We see several potential consequences to the system that might follow.  First, by making a DJJ commitment prohibitively expensive, the state could likely see an increase in adult court proceedings for youthful offenders, reflecting the fact that a local option either may not exist or may not be viewed as inappropriate given the severity of the crime. . .“

It doesn’t take a rocket scientist to see that the counties had every incentive to avoid the $125,000 annual per-inmate cost.  The Governor’s January 2012 response strongly suggests that he didn’t think that the counties were bluffing.  He announced that collection of payments from county would be delayed.  As reported by the San Francisco Chronicle, the Governor is now proposing that the DJJ be scrapped entirely and, as of January 2012, that no new juveniles would be sent to DJJ.  Kids who are currently in DJJ facilities would serve out their sentences).  The Governor’s plan also calls on counties to determine how to house their most serious juvenile offenders, and the state will provide $10 million to each county to help set up their new systems.  This is just a plan and there is no guarantee that it will ever become reality.

The fact that the New York Times editorial has its shortcomings doesn’t mean that I am in favor of the existing system.  The DJJ is far too often a disaster, and while some improvements have been made over the past few years, it is still dreadful. It’s only useful in cases where a juvenile is likely to lose at the fitness hearing.  In that circumstance, it may make sense to reach a plea agreement with the prosecutors because the DJJ is still better for juveniles than adult court, and the corresponding potential state prison sentences.

In theory, this could be an opportunity for us to reinvent the juvenile justice system in California so that it provides real community-level services and supervision that is tailored to local populations.  There are several reasons why the shift to a more county-based system may not have the results projected by the editorial’s authors.  First, counties are already dealing with an influx of adult state prisoners from the criminal justice realignment plan (non “strike” offenders now do their time in county jails).  It is anticipated that criminal justice resources at the county level are going to be stretched thin and county jails will be overcrowded.

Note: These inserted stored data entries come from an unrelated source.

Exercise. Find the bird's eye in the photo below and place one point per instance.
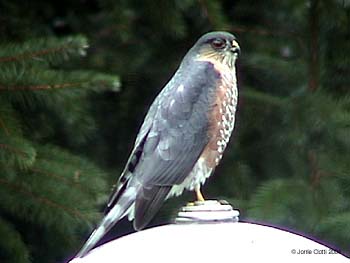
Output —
(218, 43)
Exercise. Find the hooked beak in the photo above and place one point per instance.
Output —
(235, 47)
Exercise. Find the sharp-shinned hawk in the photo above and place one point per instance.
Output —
(183, 136)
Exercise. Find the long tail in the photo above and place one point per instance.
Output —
(112, 217)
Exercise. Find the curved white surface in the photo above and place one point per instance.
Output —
(202, 243)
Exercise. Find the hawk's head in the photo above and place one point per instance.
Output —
(218, 46)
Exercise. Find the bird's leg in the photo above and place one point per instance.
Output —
(199, 194)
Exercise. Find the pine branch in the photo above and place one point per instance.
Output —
(265, 98)
(35, 79)
(13, 248)
(50, 49)
(17, 152)
(42, 200)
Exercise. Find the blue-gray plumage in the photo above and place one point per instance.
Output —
(183, 136)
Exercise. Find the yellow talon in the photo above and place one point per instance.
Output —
(199, 195)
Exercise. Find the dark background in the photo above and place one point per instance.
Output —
(288, 160)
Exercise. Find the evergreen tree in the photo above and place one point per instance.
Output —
(288, 159)
(47, 194)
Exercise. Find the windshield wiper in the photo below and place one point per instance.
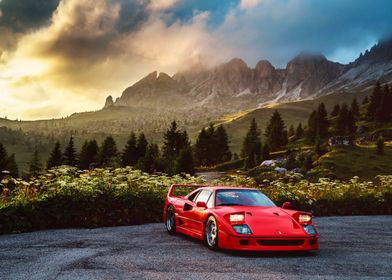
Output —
(230, 204)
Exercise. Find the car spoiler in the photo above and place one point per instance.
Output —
(174, 186)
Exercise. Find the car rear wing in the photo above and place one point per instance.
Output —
(174, 187)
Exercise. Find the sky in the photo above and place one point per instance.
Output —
(58, 57)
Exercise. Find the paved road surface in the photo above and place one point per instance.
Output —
(351, 248)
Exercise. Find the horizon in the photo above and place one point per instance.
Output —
(63, 57)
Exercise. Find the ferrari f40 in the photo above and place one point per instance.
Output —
(237, 218)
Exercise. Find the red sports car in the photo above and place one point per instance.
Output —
(238, 218)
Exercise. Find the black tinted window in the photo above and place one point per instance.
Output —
(242, 197)
(203, 196)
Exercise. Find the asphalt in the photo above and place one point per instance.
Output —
(350, 248)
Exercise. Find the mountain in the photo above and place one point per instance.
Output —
(360, 75)
(235, 86)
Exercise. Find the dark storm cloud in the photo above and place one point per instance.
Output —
(279, 29)
(132, 15)
(185, 10)
(23, 15)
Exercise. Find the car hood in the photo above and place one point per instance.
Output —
(269, 221)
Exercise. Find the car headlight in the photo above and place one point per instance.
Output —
(236, 218)
(242, 229)
(309, 229)
(304, 218)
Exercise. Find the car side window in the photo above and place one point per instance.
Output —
(209, 201)
(203, 196)
(193, 196)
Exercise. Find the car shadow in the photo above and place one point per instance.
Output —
(253, 254)
(270, 254)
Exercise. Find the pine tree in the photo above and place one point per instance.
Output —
(35, 166)
(341, 122)
(383, 113)
(129, 156)
(322, 121)
(3, 160)
(88, 155)
(70, 157)
(201, 148)
(174, 141)
(212, 153)
(311, 132)
(380, 146)
(308, 162)
(12, 167)
(266, 152)
(151, 161)
(108, 152)
(291, 131)
(184, 162)
(299, 131)
(141, 146)
(335, 110)
(275, 133)
(291, 162)
(375, 100)
(251, 147)
(355, 109)
(222, 145)
(350, 124)
(56, 157)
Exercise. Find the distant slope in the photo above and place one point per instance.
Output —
(292, 113)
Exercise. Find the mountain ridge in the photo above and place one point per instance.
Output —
(235, 86)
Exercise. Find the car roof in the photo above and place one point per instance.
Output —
(226, 187)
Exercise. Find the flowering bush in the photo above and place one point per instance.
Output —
(67, 197)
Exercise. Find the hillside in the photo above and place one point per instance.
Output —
(346, 162)
(291, 112)
(120, 121)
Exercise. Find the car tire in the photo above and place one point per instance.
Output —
(211, 233)
(170, 222)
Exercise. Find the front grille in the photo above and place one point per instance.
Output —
(280, 242)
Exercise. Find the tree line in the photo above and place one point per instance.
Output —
(212, 145)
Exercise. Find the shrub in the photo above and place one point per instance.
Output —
(66, 197)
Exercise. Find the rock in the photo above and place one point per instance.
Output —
(109, 102)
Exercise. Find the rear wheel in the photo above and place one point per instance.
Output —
(211, 233)
(170, 220)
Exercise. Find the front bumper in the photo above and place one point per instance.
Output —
(260, 243)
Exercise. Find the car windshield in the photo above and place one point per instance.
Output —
(241, 197)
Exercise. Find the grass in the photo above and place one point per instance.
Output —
(362, 161)
(66, 197)
(292, 113)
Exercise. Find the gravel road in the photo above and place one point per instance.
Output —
(350, 248)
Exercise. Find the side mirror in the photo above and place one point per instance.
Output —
(201, 204)
(286, 205)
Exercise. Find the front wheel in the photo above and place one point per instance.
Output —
(211, 233)
(170, 220)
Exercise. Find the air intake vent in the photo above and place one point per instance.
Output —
(283, 242)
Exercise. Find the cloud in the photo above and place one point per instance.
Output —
(58, 54)
(92, 48)
(246, 4)
(277, 30)
(25, 15)
(159, 5)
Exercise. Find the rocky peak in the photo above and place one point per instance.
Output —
(148, 80)
(109, 102)
(379, 53)
(264, 69)
(236, 63)
(306, 62)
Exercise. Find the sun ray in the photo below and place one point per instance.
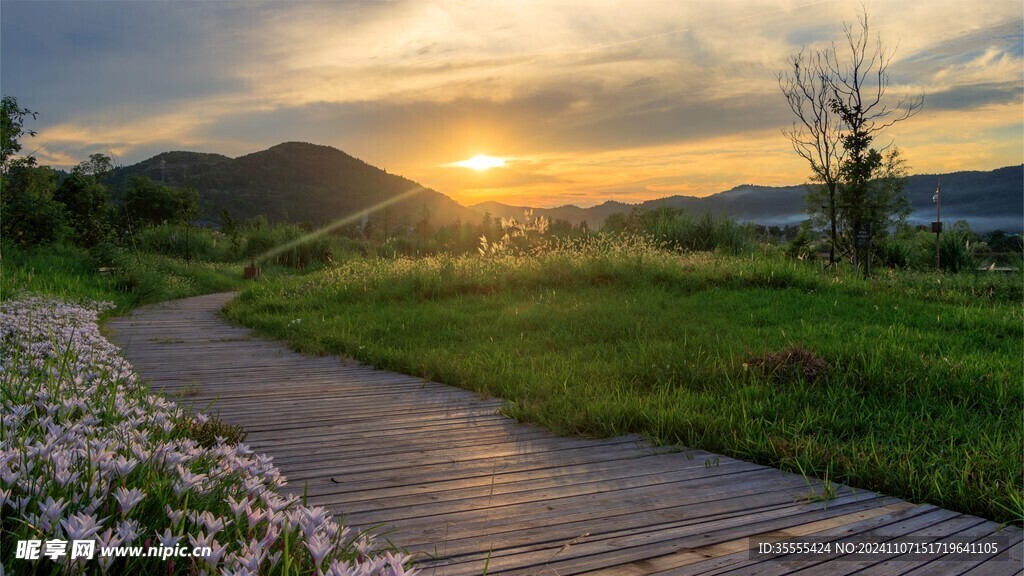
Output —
(481, 162)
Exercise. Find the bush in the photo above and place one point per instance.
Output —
(176, 240)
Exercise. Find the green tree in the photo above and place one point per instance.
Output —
(816, 135)
(147, 203)
(424, 230)
(12, 128)
(842, 99)
(88, 205)
(29, 214)
(88, 201)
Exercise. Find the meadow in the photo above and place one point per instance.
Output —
(908, 383)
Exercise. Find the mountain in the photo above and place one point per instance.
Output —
(297, 181)
(987, 200)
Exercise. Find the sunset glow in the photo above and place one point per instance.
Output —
(672, 97)
(481, 162)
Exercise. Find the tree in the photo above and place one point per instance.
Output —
(30, 215)
(11, 129)
(816, 134)
(841, 106)
(185, 210)
(87, 202)
(97, 166)
(148, 203)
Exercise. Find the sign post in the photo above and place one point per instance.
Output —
(937, 224)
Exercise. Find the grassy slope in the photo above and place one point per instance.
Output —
(923, 400)
(70, 274)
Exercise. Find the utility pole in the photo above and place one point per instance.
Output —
(937, 224)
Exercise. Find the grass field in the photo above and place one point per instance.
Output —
(909, 384)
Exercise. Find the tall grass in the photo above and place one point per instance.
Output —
(915, 392)
(123, 277)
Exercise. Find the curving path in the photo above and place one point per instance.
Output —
(448, 477)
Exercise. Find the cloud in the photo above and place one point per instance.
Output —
(663, 96)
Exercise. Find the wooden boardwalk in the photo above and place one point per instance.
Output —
(451, 479)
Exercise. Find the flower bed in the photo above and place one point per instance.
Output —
(87, 454)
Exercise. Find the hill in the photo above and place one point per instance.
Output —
(988, 200)
(297, 181)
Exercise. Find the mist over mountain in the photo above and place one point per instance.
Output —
(316, 184)
(987, 200)
(297, 181)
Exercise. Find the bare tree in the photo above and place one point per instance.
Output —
(816, 135)
(841, 107)
(859, 87)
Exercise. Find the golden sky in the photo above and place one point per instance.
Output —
(585, 100)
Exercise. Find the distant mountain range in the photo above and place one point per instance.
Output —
(297, 181)
(990, 200)
(317, 184)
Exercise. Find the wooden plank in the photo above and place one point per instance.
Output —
(448, 475)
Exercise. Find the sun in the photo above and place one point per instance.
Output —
(481, 162)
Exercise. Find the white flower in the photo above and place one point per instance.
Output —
(81, 527)
(318, 548)
(127, 498)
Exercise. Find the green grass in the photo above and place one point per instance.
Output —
(130, 279)
(922, 397)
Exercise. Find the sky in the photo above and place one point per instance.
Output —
(585, 100)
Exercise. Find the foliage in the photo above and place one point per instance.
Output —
(841, 107)
(12, 118)
(31, 215)
(680, 230)
(87, 202)
(150, 203)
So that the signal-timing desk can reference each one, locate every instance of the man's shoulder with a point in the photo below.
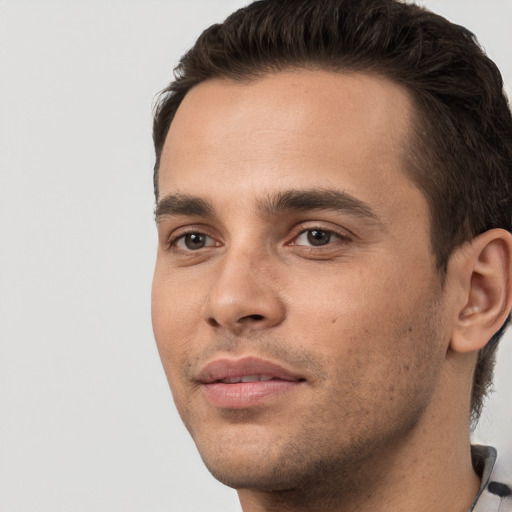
(495, 493)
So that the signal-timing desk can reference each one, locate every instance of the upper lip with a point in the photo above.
(224, 368)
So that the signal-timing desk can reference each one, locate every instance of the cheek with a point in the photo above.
(174, 318)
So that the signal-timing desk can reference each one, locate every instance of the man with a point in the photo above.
(333, 184)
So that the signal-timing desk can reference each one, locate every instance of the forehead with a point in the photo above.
(295, 129)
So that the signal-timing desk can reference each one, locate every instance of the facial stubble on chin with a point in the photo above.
(314, 463)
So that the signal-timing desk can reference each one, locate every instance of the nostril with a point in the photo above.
(257, 318)
(212, 322)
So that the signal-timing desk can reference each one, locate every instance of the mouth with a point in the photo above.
(246, 382)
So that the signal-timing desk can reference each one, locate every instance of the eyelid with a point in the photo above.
(342, 233)
(179, 233)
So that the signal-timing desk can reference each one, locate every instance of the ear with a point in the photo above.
(481, 272)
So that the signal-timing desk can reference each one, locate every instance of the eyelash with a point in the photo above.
(300, 231)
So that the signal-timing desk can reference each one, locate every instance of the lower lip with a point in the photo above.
(246, 394)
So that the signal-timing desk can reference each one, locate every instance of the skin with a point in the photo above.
(381, 419)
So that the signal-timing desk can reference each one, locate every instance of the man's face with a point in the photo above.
(296, 306)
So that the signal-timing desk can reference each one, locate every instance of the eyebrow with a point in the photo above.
(182, 204)
(316, 199)
(274, 204)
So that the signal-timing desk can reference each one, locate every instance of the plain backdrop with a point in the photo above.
(87, 422)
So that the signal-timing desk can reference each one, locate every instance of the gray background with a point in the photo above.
(86, 419)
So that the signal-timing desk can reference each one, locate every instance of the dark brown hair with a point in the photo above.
(461, 150)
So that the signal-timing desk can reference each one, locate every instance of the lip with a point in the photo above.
(239, 395)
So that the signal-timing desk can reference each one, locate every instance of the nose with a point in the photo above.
(244, 294)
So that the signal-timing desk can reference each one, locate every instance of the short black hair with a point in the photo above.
(461, 150)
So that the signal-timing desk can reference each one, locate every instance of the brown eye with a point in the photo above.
(318, 237)
(194, 242)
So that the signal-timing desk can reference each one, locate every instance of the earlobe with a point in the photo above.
(482, 270)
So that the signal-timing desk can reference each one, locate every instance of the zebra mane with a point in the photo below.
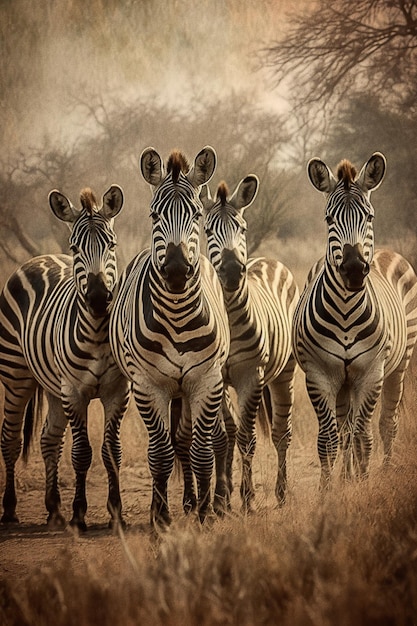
(222, 192)
(346, 172)
(177, 163)
(88, 200)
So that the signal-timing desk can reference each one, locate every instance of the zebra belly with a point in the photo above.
(28, 308)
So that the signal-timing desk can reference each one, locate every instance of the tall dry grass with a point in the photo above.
(346, 558)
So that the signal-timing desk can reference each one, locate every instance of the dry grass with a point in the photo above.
(347, 558)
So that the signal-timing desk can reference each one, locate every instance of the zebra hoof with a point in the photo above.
(221, 505)
(189, 505)
(117, 522)
(9, 518)
(160, 520)
(79, 525)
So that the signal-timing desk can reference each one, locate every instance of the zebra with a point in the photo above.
(260, 296)
(54, 318)
(355, 324)
(170, 336)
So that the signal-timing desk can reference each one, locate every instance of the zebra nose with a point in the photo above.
(176, 270)
(353, 268)
(97, 296)
(231, 270)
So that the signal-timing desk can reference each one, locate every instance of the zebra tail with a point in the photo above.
(32, 416)
(265, 413)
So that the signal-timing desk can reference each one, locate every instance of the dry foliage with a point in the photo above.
(348, 557)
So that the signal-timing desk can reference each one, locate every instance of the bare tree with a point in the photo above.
(339, 48)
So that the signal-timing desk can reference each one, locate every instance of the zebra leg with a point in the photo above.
(364, 399)
(160, 450)
(344, 418)
(51, 446)
(115, 406)
(81, 455)
(230, 418)
(221, 501)
(15, 401)
(392, 393)
(282, 395)
(205, 405)
(182, 436)
(323, 399)
(249, 396)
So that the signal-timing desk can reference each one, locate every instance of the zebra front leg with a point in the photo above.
(230, 418)
(205, 402)
(75, 408)
(322, 390)
(249, 400)
(111, 451)
(11, 442)
(392, 392)
(51, 446)
(161, 454)
(282, 398)
(181, 430)
(221, 502)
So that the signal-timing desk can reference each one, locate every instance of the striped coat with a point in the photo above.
(260, 296)
(54, 317)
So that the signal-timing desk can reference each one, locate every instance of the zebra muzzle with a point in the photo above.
(176, 270)
(98, 296)
(353, 268)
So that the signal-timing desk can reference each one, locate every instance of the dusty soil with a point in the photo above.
(30, 546)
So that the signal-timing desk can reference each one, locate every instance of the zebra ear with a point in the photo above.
(320, 175)
(245, 192)
(61, 207)
(373, 172)
(112, 202)
(151, 166)
(205, 197)
(204, 167)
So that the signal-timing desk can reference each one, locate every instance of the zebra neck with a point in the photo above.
(237, 301)
(335, 293)
(82, 318)
(174, 303)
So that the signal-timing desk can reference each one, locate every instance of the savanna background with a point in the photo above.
(84, 88)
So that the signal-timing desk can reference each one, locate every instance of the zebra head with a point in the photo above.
(175, 211)
(349, 215)
(225, 229)
(93, 244)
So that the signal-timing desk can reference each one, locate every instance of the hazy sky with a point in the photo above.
(68, 51)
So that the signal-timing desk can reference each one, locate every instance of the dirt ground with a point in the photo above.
(30, 546)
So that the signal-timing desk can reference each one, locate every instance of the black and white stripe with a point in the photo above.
(54, 317)
(169, 331)
(356, 323)
(260, 296)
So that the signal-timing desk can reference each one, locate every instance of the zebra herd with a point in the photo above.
(204, 342)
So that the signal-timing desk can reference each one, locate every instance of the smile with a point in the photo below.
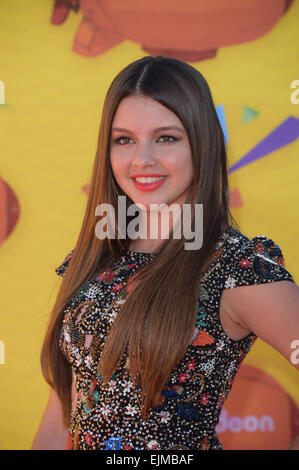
(149, 183)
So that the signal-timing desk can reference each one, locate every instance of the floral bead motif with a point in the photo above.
(108, 415)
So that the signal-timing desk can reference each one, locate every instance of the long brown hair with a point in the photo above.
(157, 320)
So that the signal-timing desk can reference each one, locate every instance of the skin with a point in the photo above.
(141, 148)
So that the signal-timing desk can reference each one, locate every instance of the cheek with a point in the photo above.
(118, 165)
(181, 166)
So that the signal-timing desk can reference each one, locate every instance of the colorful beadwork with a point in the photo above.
(107, 416)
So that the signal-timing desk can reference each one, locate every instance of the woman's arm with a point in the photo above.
(271, 312)
(51, 434)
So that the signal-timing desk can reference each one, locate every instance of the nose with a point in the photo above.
(144, 155)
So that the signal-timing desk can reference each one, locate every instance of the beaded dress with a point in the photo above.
(107, 416)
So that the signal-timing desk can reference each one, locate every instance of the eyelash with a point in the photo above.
(125, 137)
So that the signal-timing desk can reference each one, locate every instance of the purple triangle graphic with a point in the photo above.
(283, 135)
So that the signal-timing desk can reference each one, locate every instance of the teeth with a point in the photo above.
(140, 179)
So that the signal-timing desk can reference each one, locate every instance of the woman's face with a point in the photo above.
(141, 149)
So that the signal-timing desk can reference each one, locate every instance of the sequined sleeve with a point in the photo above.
(61, 269)
(254, 261)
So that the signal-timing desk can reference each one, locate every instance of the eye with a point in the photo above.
(118, 140)
(168, 137)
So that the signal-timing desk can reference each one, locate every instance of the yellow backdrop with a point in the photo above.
(49, 124)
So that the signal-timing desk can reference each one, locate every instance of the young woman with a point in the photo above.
(146, 336)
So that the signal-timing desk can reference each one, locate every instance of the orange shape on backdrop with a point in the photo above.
(258, 413)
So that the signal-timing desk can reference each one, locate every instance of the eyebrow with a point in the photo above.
(163, 128)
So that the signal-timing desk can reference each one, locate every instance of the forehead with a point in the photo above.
(134, 110)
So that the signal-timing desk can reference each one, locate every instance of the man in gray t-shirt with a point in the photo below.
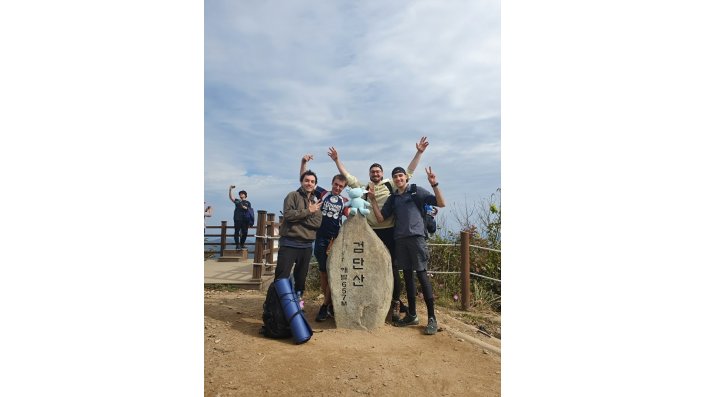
(410, 239)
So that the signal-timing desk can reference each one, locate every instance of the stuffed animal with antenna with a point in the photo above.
(356, 202)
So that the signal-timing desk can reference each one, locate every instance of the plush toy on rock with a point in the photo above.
(356, 202)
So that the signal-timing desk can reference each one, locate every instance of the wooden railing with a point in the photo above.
(224, 231)
(266, 233)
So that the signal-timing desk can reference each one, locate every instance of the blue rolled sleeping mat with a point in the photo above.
(289, 301)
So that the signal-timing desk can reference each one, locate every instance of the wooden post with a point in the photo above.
(270, 244)
(223, 235)
(259, 241)
(465, 270)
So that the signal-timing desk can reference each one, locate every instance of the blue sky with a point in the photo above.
(287, 78)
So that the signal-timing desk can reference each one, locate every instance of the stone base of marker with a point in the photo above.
(359, 276)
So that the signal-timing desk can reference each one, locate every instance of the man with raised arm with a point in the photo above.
(302, 217)
(332, 210)
(406, 204)
(384, 229)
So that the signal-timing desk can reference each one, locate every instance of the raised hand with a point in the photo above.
(431, 175)
(332, 153)
(422, 145)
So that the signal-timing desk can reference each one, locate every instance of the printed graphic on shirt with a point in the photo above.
(332, 210)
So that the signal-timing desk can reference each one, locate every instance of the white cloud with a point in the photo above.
(288, 78)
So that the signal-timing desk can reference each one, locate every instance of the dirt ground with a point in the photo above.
(388, 361)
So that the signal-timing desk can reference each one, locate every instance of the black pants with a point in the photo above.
(287, 258)
(387, 237)
(241, 232)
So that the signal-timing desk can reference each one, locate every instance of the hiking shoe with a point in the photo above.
(432, 326)
(407, 320)
(322, 313)
(402, 307)
(395, 311)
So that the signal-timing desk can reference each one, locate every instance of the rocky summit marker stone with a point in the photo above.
(359, 276)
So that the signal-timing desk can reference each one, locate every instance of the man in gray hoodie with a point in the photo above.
(302, 217)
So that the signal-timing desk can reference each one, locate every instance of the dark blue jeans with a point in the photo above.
(241, 232)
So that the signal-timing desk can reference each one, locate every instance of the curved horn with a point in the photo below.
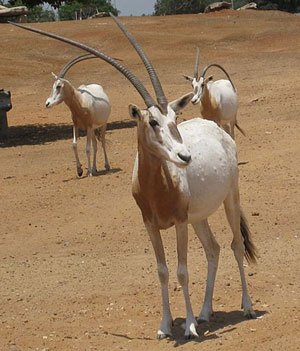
(72, 62)
(221, 68)
(130, 76)
(196, 69)
(161, 98)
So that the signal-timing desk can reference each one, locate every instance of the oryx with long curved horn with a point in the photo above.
(182, 174)
(218, 99)
(90, 109)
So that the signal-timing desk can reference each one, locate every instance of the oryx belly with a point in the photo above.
(213, 168)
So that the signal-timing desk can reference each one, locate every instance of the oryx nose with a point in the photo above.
(185, 158)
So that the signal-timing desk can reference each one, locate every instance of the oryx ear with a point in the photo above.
(180, 103)
(189, 78)
(208, 79)
(135, 112)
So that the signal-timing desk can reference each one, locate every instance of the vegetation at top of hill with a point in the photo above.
(66, 10)
(172, 7)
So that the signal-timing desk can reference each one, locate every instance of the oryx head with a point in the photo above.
(58, 92)
(157, 122)
(199, 83)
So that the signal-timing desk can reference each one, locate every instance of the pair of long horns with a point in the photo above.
(149, 101)
(206, 68)
(72, 62)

Second, it is hard to see how the juvenile system won’t continue to be an afterthought in the criminal justice system.  The $10 million payout from the state is nice and all, but that’ll be gone quickly and then what?  DA’s will resort to direct filing in adult court rather than leaving the decision to the juvenile court, why?  Because of under realignment, the types of cases that get direct filed are generally not eligible for county jail sentences. This means that most courts would send a kid off to state prison – this keeps him off the county books in either a juvenile court or adult court scenario.

While juvenile cases in adult court may be politically unpopular in some communities (and I think unethical and immoral), nobody has ever lost an election being “tough on crime.”  Moreover, voters and would rather pay for playgrounds and after school programs rather than find a rehabilitation solution for a 16 year-old convicted armed robber.  Given that the more violent juvenile cases tend to be in the DJJ system, I would be surprised if, beyond the financial incentives, counties showed much appetite for taking on additional serious cases.  It is heartening that the New York Times editorial board has chosen to focus on the state of the Juvenile criminal justice system in California.  I do welcome the attention that such an editorial brings. But no amount of “monitoring” is going cause counties to file fewer juvenile cases in state court.  This is a problem that will require amending the underlying statutory framework.  Given the current political and budgetary environment in Sacramento, that unfortunately is a long shot.